Problem. Tool.execute() is strictly synchronous. The HTTP /invoke endpoint and admin UI call it from inside async handlers, blocking the event loop. The LangChain adapter wraps it in a sync StructuredTool.func instead of using the async coroutine parameter. Assessment after tracing all four call paths.
CallerContextAsync needed?
CLI (commands/*.py)Typer — sync, no event loopNo
LLM agent (langchain_adapter.py)LangChain already runs sync func in a thread poolNot urgent
HTTP (http_server.py)async def handler calls registry.invoke() synchronouslyYes, blocks event loop
Admin UI (ui/pages/*.py)NiceGUI’s async loopYes, blocks event loop
Most tools do fast file I/O (sub-millisecond). The only real offenders are StopTool / RestartTool which call _graceful_http_stop — that does HTTP polling with time.sleep(0.5) in a loop for up to 10 seconds. Why this is deferred.
  • Adding aexecute() with a default asyncio.to_thread() wrapper introduces real OS threads where the code was previously single-threaded, creating potential race conditions.
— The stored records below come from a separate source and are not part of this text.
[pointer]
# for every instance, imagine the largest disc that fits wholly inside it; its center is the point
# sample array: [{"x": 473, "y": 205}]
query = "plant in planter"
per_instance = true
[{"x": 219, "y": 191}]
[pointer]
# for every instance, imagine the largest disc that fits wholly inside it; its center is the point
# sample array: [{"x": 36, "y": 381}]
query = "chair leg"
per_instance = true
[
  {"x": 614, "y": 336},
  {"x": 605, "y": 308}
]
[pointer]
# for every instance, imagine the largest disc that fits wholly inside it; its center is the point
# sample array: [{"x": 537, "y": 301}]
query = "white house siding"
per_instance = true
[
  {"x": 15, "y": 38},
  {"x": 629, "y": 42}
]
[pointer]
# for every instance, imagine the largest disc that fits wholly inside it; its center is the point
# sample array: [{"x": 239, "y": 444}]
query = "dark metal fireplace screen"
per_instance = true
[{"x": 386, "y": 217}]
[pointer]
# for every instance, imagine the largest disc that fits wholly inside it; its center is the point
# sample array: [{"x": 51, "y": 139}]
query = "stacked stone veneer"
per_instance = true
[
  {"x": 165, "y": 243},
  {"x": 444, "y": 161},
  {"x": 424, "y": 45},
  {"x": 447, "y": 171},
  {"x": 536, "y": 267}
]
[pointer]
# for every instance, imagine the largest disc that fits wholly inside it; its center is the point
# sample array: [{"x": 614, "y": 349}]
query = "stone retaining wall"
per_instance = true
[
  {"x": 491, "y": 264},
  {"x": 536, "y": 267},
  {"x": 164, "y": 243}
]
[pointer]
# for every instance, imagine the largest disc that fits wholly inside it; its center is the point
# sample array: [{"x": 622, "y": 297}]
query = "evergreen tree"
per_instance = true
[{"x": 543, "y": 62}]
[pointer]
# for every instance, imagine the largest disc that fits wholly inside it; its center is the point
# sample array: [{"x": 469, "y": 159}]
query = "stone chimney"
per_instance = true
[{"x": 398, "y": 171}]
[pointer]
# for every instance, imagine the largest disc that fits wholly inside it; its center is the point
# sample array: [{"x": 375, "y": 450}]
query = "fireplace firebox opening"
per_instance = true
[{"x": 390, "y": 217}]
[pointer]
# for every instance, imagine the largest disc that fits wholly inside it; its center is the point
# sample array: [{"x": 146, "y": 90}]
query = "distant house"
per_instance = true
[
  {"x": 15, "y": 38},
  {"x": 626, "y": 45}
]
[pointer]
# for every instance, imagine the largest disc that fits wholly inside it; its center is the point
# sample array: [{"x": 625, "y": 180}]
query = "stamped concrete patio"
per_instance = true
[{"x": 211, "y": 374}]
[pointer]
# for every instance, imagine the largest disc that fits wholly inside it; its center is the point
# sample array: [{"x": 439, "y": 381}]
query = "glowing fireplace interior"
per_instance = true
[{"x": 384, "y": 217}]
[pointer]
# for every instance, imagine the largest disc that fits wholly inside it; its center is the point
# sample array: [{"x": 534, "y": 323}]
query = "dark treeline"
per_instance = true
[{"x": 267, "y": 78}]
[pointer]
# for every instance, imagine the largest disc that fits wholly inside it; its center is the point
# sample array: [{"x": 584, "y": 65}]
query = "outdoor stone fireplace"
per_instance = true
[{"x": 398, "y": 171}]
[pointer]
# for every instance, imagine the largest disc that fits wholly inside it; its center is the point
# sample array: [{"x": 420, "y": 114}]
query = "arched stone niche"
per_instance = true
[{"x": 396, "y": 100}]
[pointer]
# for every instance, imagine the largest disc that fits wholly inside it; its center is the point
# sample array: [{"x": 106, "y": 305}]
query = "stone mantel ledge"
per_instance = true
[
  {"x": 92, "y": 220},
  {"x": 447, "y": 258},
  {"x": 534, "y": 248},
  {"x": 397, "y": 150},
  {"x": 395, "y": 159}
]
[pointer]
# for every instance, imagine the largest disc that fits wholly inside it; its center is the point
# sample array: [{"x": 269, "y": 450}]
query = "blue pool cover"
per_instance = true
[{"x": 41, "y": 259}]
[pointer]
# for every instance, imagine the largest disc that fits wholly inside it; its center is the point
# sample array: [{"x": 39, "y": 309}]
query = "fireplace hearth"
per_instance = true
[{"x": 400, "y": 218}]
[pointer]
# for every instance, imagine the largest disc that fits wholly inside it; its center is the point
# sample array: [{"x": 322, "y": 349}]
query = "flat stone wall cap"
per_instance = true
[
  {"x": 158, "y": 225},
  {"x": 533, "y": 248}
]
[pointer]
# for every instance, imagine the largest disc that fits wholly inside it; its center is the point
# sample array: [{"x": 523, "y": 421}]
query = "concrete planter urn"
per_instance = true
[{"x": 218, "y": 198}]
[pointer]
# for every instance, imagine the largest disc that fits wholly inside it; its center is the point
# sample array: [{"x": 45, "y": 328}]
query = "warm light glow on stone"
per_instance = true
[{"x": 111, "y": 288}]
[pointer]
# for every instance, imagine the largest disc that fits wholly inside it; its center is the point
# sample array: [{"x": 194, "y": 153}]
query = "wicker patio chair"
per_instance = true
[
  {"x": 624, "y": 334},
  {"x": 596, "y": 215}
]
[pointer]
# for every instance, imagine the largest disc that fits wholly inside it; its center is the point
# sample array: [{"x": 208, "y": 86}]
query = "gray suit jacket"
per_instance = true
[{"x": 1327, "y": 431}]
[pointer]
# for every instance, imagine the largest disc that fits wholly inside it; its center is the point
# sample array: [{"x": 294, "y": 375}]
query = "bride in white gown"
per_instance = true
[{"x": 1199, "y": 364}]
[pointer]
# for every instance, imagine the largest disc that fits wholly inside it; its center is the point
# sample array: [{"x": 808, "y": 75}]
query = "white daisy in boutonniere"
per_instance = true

  • The surface area is large: 30+ CLI call sites and 15+ admin UI call sites would need to maintain both sync and async interfaces.
  • A simpler targeted fix — wrapping just the _graceful_http_stop polling in asyncio.to_thread() at the call site — solves the only real blocking pain without revamping the base class.
If you revisit this later, be cautious with asyncio.to_thread(). Tools that touch shared mutable state (device-name caches, workspace file writes, registry JSON I/O) could hit race conditions when running on thread pool workers.